‘M5’  Comparing Asset Classes

Exhibit-01

Exhibit-1 (above). The graph shows performance of M5 Composite Indices (M4 for foreign currencies) over twelve months to date. Note how dominant equities were in this time. Bear in mind that M5/M4 composite indices are all equal-weight. Both, US equities and US Bonds were among the strongest performers in their respective asset class and these two have a greater weighting in the pension fund benchmark than in this concept.

Exhibit-2 (below). In the upper portion of the exhibit, a graph displays the relative performance of equities (M5 Composite) and of bonds (M5 Composite) to cash (M5 1-Month LIBOR return). The bar chart in the lower part of the exhibit shows the balance between equities and bonds, equal to the distance between the two lines in the upper graph. Note how comparatively short-lived periods are during which bond returns keep rising relative to those of money market investments. For the period between May 2012 and June 2014, Bond returns were more or less equal to money market returns. The same can be said for the period June 2016 to December 2018.

Arguably, strategic asset allocation may as well operate without bonds. They lack the return potential of equities while simultaneously also lacking the stability of ‚cash’ returns. There is even less rationale for strategic bond holdings during times of negative yields. In any event, the exhibit illustrates powerfully how important an active, strategic asset allocation is in order to optimize return and risk.

Exhibit-02
Exhibit-03

Exhibit-3 (above). The table gives values for each asset class composite index (upper section)  and calculates rates of return (lower section) for the corresponding time frames. The best and worst returning asset class in each time frame is highlighted in color.

In 2019 (currently coinciding with latest 12 months and year-to-date), equities have performed exceedingly well, more than three times their annualised return over ten years and significantly better than the multi-asset benchmark (which itself is impacted by it’s equity weighting of 40%). Further, equities have been the best performing asset in every single time frame shown.

Exhibit-4 (below). The graph shows the performance of all assets classes across the latest 36 months, re-based to 100 at inception. Most meaningful gains between January 2017 to August 2018 were lost again in the final quarter of 2018.

Money market returns, and foreign currencies were essentially flat in this time

Exhibit-04
Exhibit-05

Exhibit-5 (above) shows the same data as in the previous graph, but now for a period of ten years, again rebased to inception. Unsurprisingly, money market returns were almost flat. From a Swiss base, FOREX exposure was a meaningful drag on performance, although most of the decline on currencies against CHF occurred in 2010 & 2011. From 2015 on, CHF exchange rates were virtually stable.

While equities and bonds performed well on balance, the first two years if this time frame saw bonds outpace equities. With the latter experiencing a set-back in 2015 to 2016, for a time, bonds and equities had produced nearly identical returns (January 2016) . Since then, equity markets clearly outperformed bond markets again.

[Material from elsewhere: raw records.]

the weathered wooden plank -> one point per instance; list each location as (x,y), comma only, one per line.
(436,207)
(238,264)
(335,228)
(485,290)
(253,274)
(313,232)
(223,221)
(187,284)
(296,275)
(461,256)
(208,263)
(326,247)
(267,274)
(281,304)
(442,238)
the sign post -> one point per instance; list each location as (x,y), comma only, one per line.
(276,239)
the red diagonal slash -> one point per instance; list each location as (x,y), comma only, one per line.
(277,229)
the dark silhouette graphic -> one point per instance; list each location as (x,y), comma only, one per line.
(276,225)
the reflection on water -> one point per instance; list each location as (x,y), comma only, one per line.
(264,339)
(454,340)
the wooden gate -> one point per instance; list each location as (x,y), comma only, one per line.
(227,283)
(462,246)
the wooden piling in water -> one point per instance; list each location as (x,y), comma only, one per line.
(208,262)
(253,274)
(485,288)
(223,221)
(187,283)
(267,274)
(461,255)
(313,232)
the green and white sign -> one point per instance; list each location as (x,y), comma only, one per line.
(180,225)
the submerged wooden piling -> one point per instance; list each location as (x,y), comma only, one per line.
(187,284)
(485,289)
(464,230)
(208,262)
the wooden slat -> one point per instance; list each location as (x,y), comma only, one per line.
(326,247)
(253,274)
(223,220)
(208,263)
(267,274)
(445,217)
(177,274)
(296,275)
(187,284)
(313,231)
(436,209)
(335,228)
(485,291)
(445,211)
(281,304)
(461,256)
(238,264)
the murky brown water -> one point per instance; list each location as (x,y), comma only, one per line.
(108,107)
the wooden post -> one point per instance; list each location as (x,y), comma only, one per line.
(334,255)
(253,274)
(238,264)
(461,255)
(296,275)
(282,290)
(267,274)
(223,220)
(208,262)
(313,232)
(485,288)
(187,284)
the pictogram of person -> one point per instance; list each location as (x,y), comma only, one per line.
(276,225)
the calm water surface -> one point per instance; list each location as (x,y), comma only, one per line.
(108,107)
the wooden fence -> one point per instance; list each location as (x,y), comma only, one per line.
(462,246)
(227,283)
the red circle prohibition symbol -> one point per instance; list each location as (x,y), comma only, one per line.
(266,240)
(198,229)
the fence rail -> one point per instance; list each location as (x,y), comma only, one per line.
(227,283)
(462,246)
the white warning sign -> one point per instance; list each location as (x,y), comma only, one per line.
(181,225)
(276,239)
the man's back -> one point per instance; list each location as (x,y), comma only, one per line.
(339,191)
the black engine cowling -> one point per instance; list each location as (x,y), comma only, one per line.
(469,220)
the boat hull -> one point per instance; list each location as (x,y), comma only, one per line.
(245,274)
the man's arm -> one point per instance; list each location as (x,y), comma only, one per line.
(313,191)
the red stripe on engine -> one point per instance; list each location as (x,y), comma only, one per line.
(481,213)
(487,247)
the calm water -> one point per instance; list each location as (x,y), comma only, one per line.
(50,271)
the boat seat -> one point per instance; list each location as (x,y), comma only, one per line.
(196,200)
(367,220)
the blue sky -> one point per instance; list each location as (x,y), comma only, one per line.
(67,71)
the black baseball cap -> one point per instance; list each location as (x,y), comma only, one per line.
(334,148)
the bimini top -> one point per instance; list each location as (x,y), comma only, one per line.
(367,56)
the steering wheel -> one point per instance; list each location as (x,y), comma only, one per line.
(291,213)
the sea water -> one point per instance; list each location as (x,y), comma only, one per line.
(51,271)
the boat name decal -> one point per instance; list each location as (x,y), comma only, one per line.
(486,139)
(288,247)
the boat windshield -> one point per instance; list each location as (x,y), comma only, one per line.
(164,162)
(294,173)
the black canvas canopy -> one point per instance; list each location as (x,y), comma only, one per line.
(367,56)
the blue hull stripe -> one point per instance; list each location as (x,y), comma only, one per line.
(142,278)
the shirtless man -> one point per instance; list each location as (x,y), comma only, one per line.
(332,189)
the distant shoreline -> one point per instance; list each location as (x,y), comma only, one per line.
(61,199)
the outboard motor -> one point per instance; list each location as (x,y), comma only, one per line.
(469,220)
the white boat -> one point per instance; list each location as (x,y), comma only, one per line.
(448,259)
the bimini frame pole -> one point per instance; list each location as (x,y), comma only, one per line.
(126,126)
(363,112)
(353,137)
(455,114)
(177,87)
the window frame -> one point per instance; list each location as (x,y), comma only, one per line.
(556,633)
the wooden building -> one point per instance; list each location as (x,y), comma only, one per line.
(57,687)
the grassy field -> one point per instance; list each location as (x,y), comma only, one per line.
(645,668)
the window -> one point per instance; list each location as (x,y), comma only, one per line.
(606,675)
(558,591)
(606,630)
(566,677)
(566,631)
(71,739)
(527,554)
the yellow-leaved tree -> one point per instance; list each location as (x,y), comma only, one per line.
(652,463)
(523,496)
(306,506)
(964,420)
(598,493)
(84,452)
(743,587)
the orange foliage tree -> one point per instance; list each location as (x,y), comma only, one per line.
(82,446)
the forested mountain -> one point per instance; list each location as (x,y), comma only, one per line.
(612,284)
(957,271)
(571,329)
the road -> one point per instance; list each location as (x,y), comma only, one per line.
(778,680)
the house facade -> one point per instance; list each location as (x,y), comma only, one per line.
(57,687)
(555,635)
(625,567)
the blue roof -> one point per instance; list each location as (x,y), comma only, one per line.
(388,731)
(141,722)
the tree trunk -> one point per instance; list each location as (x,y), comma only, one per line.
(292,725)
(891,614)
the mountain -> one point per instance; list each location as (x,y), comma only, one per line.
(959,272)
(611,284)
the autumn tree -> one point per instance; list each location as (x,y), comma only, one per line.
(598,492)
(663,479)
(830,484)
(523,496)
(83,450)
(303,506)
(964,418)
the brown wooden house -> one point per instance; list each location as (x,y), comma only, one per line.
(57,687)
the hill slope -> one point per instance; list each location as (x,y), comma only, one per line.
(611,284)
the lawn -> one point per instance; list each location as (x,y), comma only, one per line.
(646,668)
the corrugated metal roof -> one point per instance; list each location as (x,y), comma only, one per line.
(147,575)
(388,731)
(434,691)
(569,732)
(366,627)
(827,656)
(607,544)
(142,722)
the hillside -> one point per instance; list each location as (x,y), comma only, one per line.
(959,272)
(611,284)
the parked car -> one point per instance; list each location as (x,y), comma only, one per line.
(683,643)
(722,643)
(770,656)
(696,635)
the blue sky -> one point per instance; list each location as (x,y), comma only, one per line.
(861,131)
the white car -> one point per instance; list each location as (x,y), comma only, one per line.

Exhibit-6 (below). The graph shows all four asset classes in a grid, with normalised rates of return on the y-axis, and normalised observed risk on the x-axis. The dashed diagonal indicates an even ratio between return and risk.

The ‘odd one out’ in this  illustration are currencies, having combined meaningful risk with near zero return across the three years covered in this chart.

While equities showed more than 3x the risk of bonds, their return was in proportion with that.

Exhibit-06
Exhibit-07

Exhibit-7 (above). The table lists metrics describing risk and return in numerical form, also for the latest three years. Note the significant horizontal distortion of monthly rates of change from ‘normal distribution’ for equities and bonds.

Also noteworthy is the similar frequency of positive and negatives changes in the two main asset classes.

Exhibit-08 (below) displays normalised rates of returns, calculated across trails of 36 months and shown for a period of ten years.

Since the end of 2011, neither bonds nor equities have had negative readings, and more often than not, normalised returns for equities have been considerably higher than those of bonds. But of late (latest 12 months), there is a notable stabilisation of momentum in equities, at a high level.

Exhibit-08
Exhibit-09

Exhibit-9 (above). The graph shows ‚observed risk’, calculated over trails of 36 months each. Remarkable is the similarity of risk levels between equities and foreign currencies from the end of 2011 onward. This is an ex-post measure of risk.  Excessive readings on either end of the historic spectrum (distinct for each asset class) will likely suggest a reversal.

Exhibit-10 (below). The graph shows on-balance annualised returns for all asset classes across latest three years, emphasising the dominance of equities in this time. This contrasts sharply with an identical display covering two decades worth of returns (Exhibit-11).

Exhibit-10
Exhibit-11

Exhibit-11 (above). The graph illustrates annualised performance of all four asset classes since the end of 1999. The comparison with Exhibit-10 drives home the massive swings in relative performance of asset classes to one another, over the course of the last two decades.